Eurofins' multiplexed nephrotoxicity assay provides an effective in vitro cell-based screening model to assess nephrotoxicity potential in cells derived directly from human kidney tissue. In vitro cell-based toxicity assays mimic in vivo tissue studies and in turn provide a reliable tool for safety evaluation in early stages of drug discovery. Eurofins offers two image-based High Content Analysis (HCA) assays using human renal proximal tubule epithelial cells (HRPTEpiC). These multi-endpoint analyses provide a highly encompassing assessment of nephrotoxicity, which also provides detailed mechanistic information underlying the observed toxicity.

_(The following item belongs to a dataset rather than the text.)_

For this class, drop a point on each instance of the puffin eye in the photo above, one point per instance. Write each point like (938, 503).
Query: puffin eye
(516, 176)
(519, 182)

Advantages of Eurofins' Nephrotoxicity Assays:

  • Pre-validated human renal proximal tubule epithelial cells (HRPTEpiC) harvested and purified from single donor source are used for reproducible assays
  • High Content Analysis (HCA) provides objective and more consistent data analysis compared to other methods
  • Low compound requirement - as little as 300 μl of a 20 mM solution is needed for testing at a final assay concentration of 100 μM
  • Relevant reference compound and vehicle controls are included on each plate

 

Cytotoxicity assessment undefined

A three parameter multiplexed study using HRPTEpiC cells is used to assessment compound induced nephrotoxicity in vitro.  A decrease in cell viability is a very sensitive marker to detect general toxicity. Activation of caspase 3 indicates an apoptotic mechanism. Phosphorylation of histone H3, a marker for mitotic block, reveals a defect in cell cycle regulation.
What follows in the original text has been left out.